I have a TL300 and have owned it for the past two years.  I am happy with the stove but it's a little tricky to learn how to use!  The stove is in my basement and heats 2500 square feet.  It's is a little hot in the basement but i can keep the upstairs around 77 degrees with very little effort.  The stove has a very long burn time if you load it right.  Last year I didn't own the "fire gloves" so I just threw wood in the stove and didn't take much time on how I loaded it up.  With the gloves this year I can place the wood in the stove w/o burining my hands and I place it in the stove like a puzzle.   I get 10 hour burns with no problem and I only turn my stove down to the first Notch on the air lever.   I have some small complaints about the stove and here they are:  If I turn the airflow to low, I get a "smoke" smell in my house so I never really turn it down very much.  The "smokeless" top loader is kinda BS  If the stove is not running hot you will get smoke out of the top loader when putting wood in.  When it's hot with lots of coals you won't have a problem.  When i first bought the stove I wasn't using it right but here is a tip:  I found that i have to run the stove with the damper open for about an hour or so unti there is a full bed of coals across the bottom before I close the air damper.  Once the coals are there and you close the damper it should run just fine!   This stove is great if your looking to heat a large area.  I wouldn't recommend this stove if you live in a smaller house.  Any questions please feel free to ask.  Thanks Bob


----------



## ameador1 (Feb 6, 2011)

rbcsp20 said:
			
		

> I have a TL300 and have owned it for the past two years.  I am happy with the stove but it's a little tricky to learn how to use!  The stove is in my basement and heats 2500 square feet.  It's is a little hot in the basement but i can keep the upstairs around 77 degrees with very little effort.  The stove has a very long burn time if you load it right.  Last year I didn't own the "fire gloves" so I just threw wood in the stove and didn't take much time on how I loaded it up.  With the gloves this year I can place the wood in the stove w/o burining my hands and I place it in the stove like a puzzle.   I get 10 hour burns with no problem and I only turn my stove down to the first Notch on the air lever.   I have some small complaints about the stove and here they are:  If I turn the airflow to low, I get a "smoke" smell in my house so I never really turn it down very much.  The "smokeless" top loader is kinda BS  If the stove is not running hot you will get smoke out of the top loader when putting wood in.  When it's hot with lots of coals you won't have a problem.  When i first bought the stove I wasn't using it right but here is a tip:  I found that i have to run the stove with the damper open for about an hour or so unti there is a full bed of coals across the bottom before I close the air damper.  Once the coals are there and you close the damper it should run just fine!   This stove is great if your looking to heat a large area.  I wouldn't recommend this stove if you live in a smaller house.  Any questions please feel free to ask.  Thanks Bob



I think you may have a draft issue.

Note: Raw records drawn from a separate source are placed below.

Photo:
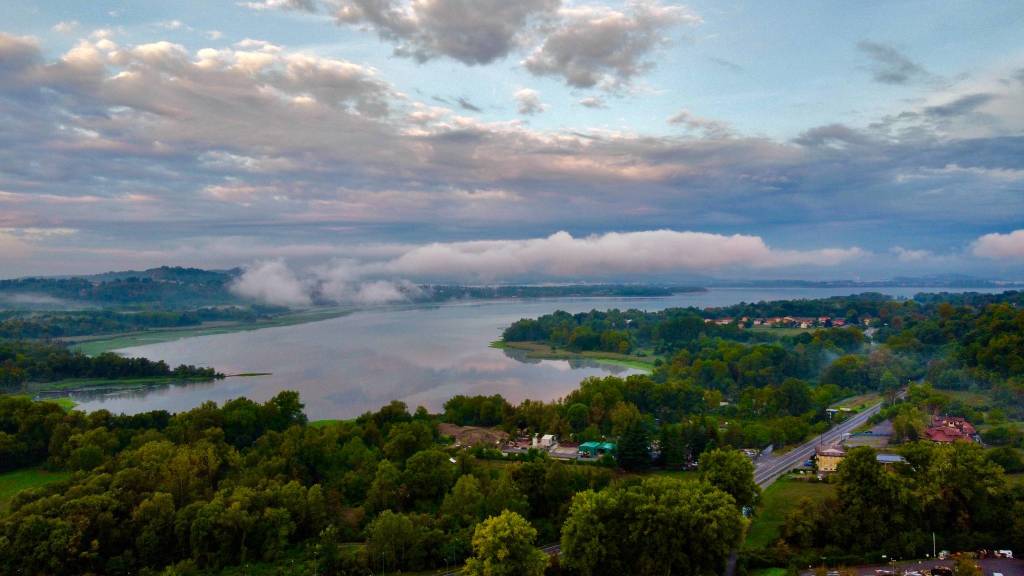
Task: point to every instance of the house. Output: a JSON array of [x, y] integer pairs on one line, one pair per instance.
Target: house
[[890, 459], [828, 458], [544, 442], [565, 450], [945, 429], [596, 449]]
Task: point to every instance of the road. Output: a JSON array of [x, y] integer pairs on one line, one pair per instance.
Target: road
[[771, 468]]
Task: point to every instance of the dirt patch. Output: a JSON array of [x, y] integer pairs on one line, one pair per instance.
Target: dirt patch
[[472, 436]]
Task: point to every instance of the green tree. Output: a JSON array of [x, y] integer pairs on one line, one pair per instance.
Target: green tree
[[393, 542], [732, 472], [633, 451], [503, 545], [662, 526], [464, 504]]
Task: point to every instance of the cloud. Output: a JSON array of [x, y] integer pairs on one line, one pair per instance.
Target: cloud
[[271, 282], [909, 255], [585, 45], [66, 27], [339, 282], [342, 157], [473, 33], [528, 101], [1000, 246], [303, 5], [597, 46], [889, 66], [710, 128], [466, 105], [611, 254], [560, 255]]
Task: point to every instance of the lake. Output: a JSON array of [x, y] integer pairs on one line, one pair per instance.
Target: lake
[[423, 356]]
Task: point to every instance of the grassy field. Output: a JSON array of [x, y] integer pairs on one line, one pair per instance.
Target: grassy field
[[539, 351], [776, 501], [858, 403], [14, 482], [99, 344], [780, 331], [121, 383]]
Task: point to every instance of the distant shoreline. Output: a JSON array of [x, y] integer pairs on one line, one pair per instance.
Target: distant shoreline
[[541, 351]]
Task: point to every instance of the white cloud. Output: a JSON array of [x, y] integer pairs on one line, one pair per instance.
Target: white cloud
[[1000, 246], [273, 283], [476, 32], [609, 254], [597, 46], [528, 101], [708, 127], [66, 27], [909, 255], [304, 5]]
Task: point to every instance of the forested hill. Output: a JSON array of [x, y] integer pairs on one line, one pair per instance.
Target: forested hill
[[163, 287], [23, 362]]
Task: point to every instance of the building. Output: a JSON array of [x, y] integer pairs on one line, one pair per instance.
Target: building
[[890, 459], [596, 449], [945, 429], [544, 442], [828, 458]]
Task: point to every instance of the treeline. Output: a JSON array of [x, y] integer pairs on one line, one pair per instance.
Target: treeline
[[164, 287], [664, 332], [245, 483], [43, 325], [685, 418], [41, 362], [446, 292]]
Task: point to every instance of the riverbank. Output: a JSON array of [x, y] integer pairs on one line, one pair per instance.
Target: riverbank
[[541, 351], [92, 345]]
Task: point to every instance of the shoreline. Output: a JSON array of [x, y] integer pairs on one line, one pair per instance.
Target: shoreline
[[541, 351], [92, 345]]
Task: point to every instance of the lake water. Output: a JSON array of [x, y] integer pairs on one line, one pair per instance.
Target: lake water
[[423, 356]]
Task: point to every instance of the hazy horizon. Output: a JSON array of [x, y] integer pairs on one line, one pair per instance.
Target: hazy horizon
[[495, 141]]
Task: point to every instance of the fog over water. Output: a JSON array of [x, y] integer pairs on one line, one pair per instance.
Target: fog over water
[[422, 356]]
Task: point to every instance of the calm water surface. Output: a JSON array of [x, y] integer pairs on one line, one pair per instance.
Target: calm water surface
[[423, 356]]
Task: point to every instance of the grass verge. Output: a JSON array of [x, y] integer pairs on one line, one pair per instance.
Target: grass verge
[[540, 351], [93, 345], [13, 482], [776, 501]]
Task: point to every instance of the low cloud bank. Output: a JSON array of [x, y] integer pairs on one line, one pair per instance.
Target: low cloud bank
[[561, 255], [1000, 246], [557, 256]]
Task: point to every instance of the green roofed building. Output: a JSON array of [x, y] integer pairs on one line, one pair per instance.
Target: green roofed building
[[596, 449]]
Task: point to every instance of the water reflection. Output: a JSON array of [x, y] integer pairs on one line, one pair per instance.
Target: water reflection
[[348, 365]]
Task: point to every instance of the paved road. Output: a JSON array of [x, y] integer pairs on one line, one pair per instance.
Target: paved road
[[771, 468]]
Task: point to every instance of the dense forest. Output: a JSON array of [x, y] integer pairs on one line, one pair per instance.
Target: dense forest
[[244, 484], [216, 487], [164, 288], [54, 325], [23, 362]]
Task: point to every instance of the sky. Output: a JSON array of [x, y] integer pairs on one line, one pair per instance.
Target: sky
[[494, 140]]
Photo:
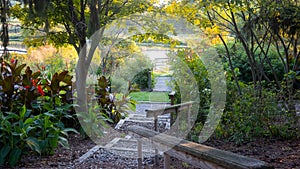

Our TL200 was running great and never gave us any trouble letting smoke come in the house when the top door was opened to load wood - but - we had to have our chimey and stove pipe re-routed (long story). The installers designed a system with too much horizontal run that was also too close to the stove and it REALLY knocked down our draft. We then had all the symptoms you are mentioning. I finally researched the issue enough and repurchased the items I needed and put the system back where it was with upgraded parts that fixed the original reasons it needed to be moved. Now we have our draft back and again, no more smoke in the house. The stove is burning better at low temp settings and can put out enough heat on higher settings when needed. With the low draw I had to open everyting all the way and still could not get enough heat. In fact, I now have sooo much draw that I had to add an additional damper in the stove pipe to help slow it down so it doesn't overfire on its highther settings.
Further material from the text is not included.